Gegen diese Entscheidung legte der klagende Zahnarzt Revision zum BSG ein. Er rügte die Verletzung von Bundesrecht. Er war der Ansicht, der Anspruch auf Schadensersatz richte sich nach den Normen des Zivilrechts. Hiernach komme es da- rauf an, ob der Zahnarzt vertragswidrig gehandelt und dies zu vertreten habe. Der Zahnarzt behauptete, es käme nicht lediglich auf die Existenz von Mängeln an. So sähe es zwar das Sozialrecht vor. Das Sozialrecht sei aber nicht anwendbar, so der klagende Zahnarzt.

Die Entscheidung
Das BSG hat das Urteil des LSG bestätigt, dies aber in Teilen anders begründet. Streitgegenstand sei ausschließlich ein Verwaltungsverfahren vor dem Prothetik-Einigungsausschuss als Widerspruchsbehörde gewesen. Rechtsgrundlage seien daher die §§ 23 ff. des Bundesmantelvertrags-Zahnärzte (BMV-Z). Danach habe der Vertragszahnarzt die nach den
Umständen erforderliche Sorgfalt zu wahren. Ein Schadensersatzanspruch bestehe, wenn erstens zahnärztlicher Standard verletzt und zweitens eine Nachbesserung durch den erstversorgenden Zahnarzt unzumutbar sei. Das Zivilrecht sei weder unmittelbar noch entsprechend anzuwenden. Das Vertragsverhältnis zwischen Vertragszahnarzt und Versichertem sei im
Schwerpunkt öffentlich-rechtlicher Natur. Denn das Recht der gesetzlichen Krankenkassen (Sozialgesetzbuch V - SGB V) räume Patienten besondere Rechte ein, während es Ärzten Pflichten auferlege. Einer Entscheidung nach dem Gewährleistungsrecht des SGB V bedürfe es – anders als zuvor das LSG meinte – gar nicht.

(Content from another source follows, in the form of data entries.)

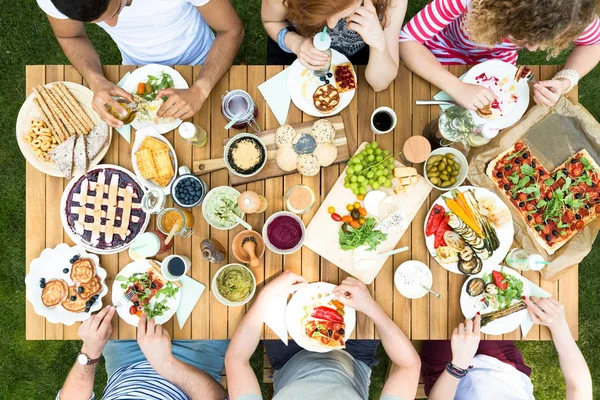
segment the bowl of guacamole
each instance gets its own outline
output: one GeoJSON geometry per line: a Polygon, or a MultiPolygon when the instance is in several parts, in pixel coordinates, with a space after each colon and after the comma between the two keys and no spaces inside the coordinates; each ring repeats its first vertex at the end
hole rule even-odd
{"type": "Polygon", "coordinates": [[[230,307],[241,306],[254,296],[256,278],[242,264],[227,264],[217,271],[211,287],[220,303],[230,307]]]}

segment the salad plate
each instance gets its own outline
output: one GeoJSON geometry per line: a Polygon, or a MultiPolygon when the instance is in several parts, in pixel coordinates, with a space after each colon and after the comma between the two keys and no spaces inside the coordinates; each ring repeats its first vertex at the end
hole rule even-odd
{"type": "Polygon", "coordinates": [[[285,310],[285,323],[300,347],[317,353],[345,348],[356,326],[356,311],[332,296],[335,287],[331,283],[311,283],[292,296],[285,310]]]}

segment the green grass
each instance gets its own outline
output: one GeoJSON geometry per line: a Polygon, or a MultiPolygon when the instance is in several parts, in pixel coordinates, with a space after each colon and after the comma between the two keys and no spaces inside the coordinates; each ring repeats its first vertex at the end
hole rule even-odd
{"type": "MultiPolygon", "coordinates": [[[[259,0],[234,0],[246,27],[246,38],[236,58],[238,64],[265,63],[265,34],[260,22],[259,0]]],[[[409,2],[408,16],[425,4],[409,2]]],[[[14,126],[19,107],[25,99],[25,65],[67,64],[46,17],[34,0],[0,0],[0,399],[50,399],[61,387],[79,349],[74,341],[25,341],[25,160],[18,151],[14,126]]],[[[104,64],[119,64],[121,59],[110,38],[96,26],[88,26],[89,36],[104,64]]],[[[544,64],[545,55],[524,52],[523,63],[544,64]]],[[[564,57],[552,60],[560,63],[564,57]]],[[[600,117],[600,70],[590,73],[580,85],[581,103],[600,117]]],[[[600,261],[600,246],[580,266],[579,346],[600,390],[600,278],[595,268],[600,261]]],[[[564,399],[564,382],[552,343],[521,342],[527,363],[533,367],[536,398],[564,399]]],[[[383,387],[387,357],[372,376],[371,398],[379,398],[383,387]]],[[[253,365],[262,368],[257,353],[253,365]]],[[[98,368],[96,393],[106,382],[103,365],[98,368]]],[[[261,376],[261,374],[259,374],[261,376]]]]}

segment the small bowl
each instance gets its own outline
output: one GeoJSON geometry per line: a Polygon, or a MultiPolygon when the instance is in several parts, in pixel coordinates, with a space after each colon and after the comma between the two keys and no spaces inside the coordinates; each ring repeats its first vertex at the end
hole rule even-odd
{"type": "Polygon", "coordinates": [[[436,188],[438,190],[448,191],[448,190],[456,189],[457,187],[459,187],[460,185],[463,184],[463,182],[467,178],[467,173],[469,172],[468,171],[469,163],[467,162],[467,159],[464,156],[464,154],[461,153],[460,151],[453,149],[452,147],[442,147],[442,148],[436,149],[431,152],[429,157],[427,157],[427,160],[425,160],[424,169],[425,169],[425,171],[424,171],[425,179],[427,179],[427,182],[429,182],[429,184],[431,186],[433,186],[434,188],[436,188]],[[460,173],[456,176],[456,182],[454,183],[454,185],[443,188],[443,187],[436,186],[433,183],[431,183],[431,181],[429,180],[429,177],[427,177],[427,163],[429,162],[429,159],[433,156],[437,156],[439,154],[445,155],[448,153],[454,154],[454,156],[455,156],[454,161],[458,162],[458,165],[460,165],[460,173]]]}
{"type": "Polygon", "coordinates": [[[304,238],[306,237],[306,227],[304,226],[304,222],[302,222],[302,220],[300,219],[300,217],[298,217],[296,214],[291,213],[289,211],[279,211],[276,212],[275,214],[271,215],[266,221],[265,224],[263,226],[263,240],[265,241],[265,244],[267,245],[267,248],[269,250],[271,250],[273,253],[276,254],[292,254],[295,253],[296,251],[298,251],[300,249],[300,247],[302,247],[302,245],[304,244],[304,238]],[[267,235],[267,228],[268,226],[271,224],[271,222],[273,222],[273,220],[277,217],[281,217],[281,216],[288,216],[288,217],[292,217],[294,218],[296,221],[298,221],[298,223],[300,224],[300,227],[302,228],[302,237],[300,238],[300,241],[298,242],[298,244],[294,247],[292,247],[291,249],[287,249],[287,250],[281,250],[277,247],[275,247],[271,241],[269,240],[269,236],[267,235]]]}
{"type": "Polygon", "coordinates": [[[250,262],[250,256],[242,247],[242,243],[247,237],[253,237],[256,239],[256,249],[254,253],[256,254],[257,258],[261,258],[263,254],[265,254],[265,241],[258,232],[251,230],[241,231],[233,238],[233,241],[231,242],[231,251],[233,252],[235,258],[237,258],[238,261],[241,261],[243,263],[250,262]]]}
{"type": "Polygon", "coordinates": [[[267,146],[265,145],[265,142],[263,142],[262,139],[256,135],[253,135],[251,133],[238,133],[237,135],[232,137],[225,145],[225,149],[223,150],[223,159],[225,160],[225,166],[227,167],[227,170],[229,172],[231,172],[233,175],[236,175],[236,176],[239,176],[242,178],[254,176],[254,175],[258,174],[267,164],[267,146]],[[258,168],[256,168],[254,170],[254,172],[252,172],[250,174],[243,174],[243,173],[240,173],[239,171],[236,171],[236,169],[233,168],[233,166],[229,163],[229,157],[228,157],[229,149],[231,148],[231,146],[234,143],[236,143],[239,140],[244,139],[244,138],[251,138],[251,139],[256,140],[258,143],[260,143],[262,151],[263,151],[263,160],[262,160],[261,165],[258,168]]]}
{"type": "Polygon", "coordinates": [[[219,270],[213,277],[210,287],[211,287],[213,294],[217,298],[217,300],[219,300],[219,303],[226,305],[227,307],[242,306],[242,305],[246,304],[247,302],[249,302],[252,299],[252,297],[254,297],[254,293],[256,292],[256,277],[254,276],[254,274],[252,273],[252,271],[250,271],[250,269],[248,267],[246,267],[242,264],[237,264],[237,263],[227,264],[227,265],[224,265],[221,268],[219,268],[219,270]],[[242,300],[242,301],[236,302],[236,301],[227,300],[225,297],[223,297],[223,295],[221,293],[219,293],[219,289],[217,288],[217,277],[219,275],[221,275],[221,272],[223,272],[223,270],[225,268],[231,267],[232,265],[238,265],[242,268],[245,268],[250,273],[250,276],[252,276],[252,282],[253,282],[252,291],[250,292],[250,295],[245,300],[242,300]]]}

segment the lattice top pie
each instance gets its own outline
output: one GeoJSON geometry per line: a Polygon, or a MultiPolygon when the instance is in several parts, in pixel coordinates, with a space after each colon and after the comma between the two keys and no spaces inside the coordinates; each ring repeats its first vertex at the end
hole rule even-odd
{"type": "Polygon", "coordinates": [[[76,177],[63,195],[63,224],[66,222],[69,236],[75,235],[75,241],[80,239],[102,252],[128,247],[144,231],[148,218],[141,206],[141,185],[129,171],[111,167],[95,168],[76,177]]]}

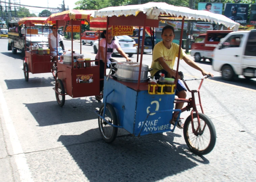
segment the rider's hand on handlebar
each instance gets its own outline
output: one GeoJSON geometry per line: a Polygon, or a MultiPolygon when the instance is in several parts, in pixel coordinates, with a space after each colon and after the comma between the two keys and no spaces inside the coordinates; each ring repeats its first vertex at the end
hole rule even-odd
{"type": "Polygon", "coordinates": [[[204,70],[203,70],[202,72],[202,74],[203,76],[205,76],[207,75],[210,75],[211,77],[213,77],[213,75],[210,72],[206,72],[204,70]]]}

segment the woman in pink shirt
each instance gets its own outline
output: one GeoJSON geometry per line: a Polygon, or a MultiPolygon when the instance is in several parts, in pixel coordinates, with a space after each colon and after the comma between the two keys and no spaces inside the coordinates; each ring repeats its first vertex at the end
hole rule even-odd
{"type": "MultiPolygon", "coordinates": [[[[131,60],[128,57],[126,54],[122,50],[120,45],[117,41],[116,41],[114,37],[112,35],[112,30],[109,30],[107,37],[107,57],[105,57],[105,48],[106,47],[106,31],[104,30],[100,35],[102,38],[100,41],[100,49],[98,50],[97,54],[95,57],[95,59],[100,59],[100,78],[101,79],[104,78],[104,69],[105,69],[105,63],[107,62],[108,59],[109,59],[111,62],[112,67],[114,66],[115,63],[118,61],[113,59],[111,58],[111,55],[114,52],[115,49],[117,50],[118,53],[123,57],[126,59],[127,61],[130,61],[131,60]]],[[[98,65],[98,62],[95,62],[95,64],[98,65]]],[[[108,67],[109,68],[110,66],[108,67]]],[[[112,71],[112,74],[114,72],[112,71]]],[[[104,80],[100,81],[100,89],[101,92],[103,90],[103,86],[104,84],[104,80]]],[[[99,99],[100,100],[100,99],[99,99]]]]}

Die wegen Mängeln fehlende Nutzbarkeit des eingegliederten Zahnersatzes indiziere einen Fehler des Zahnarztes. Er habe gegen zahnärztlichen Standard verstoßen. In welchem Bereich der jeweiligen Behandlungsphase der Fehler vorliege, sei ohne Bedeutung. Da alle Voraussetzungen für einen Schadensersatzanspruch vorgelegen hätten, sei ein Vertretenmüssen des Zahnarztes anzunehmen. Objektiver Sorgfaltsmaßstab sei üblicherweise der eines durchschnittlichen Vertragszahnarztes. Auf individuelle Kenntnisse komme es nicht an. Das weitere Erfordernis liege darin, dass eine Nachbesserung der Patientin unzumutbar sein müsse. Dies sei bei – im zugrundeliegenden Fall – bereits mehr als 30 erfolglos durchgeführten Nachbesserungsversuchen anzunehmen. Von der Patientin könne daher nicht verlangt werden, eine Neuanfertigung durch denselben Zahnarzt vornehmen zu lassen.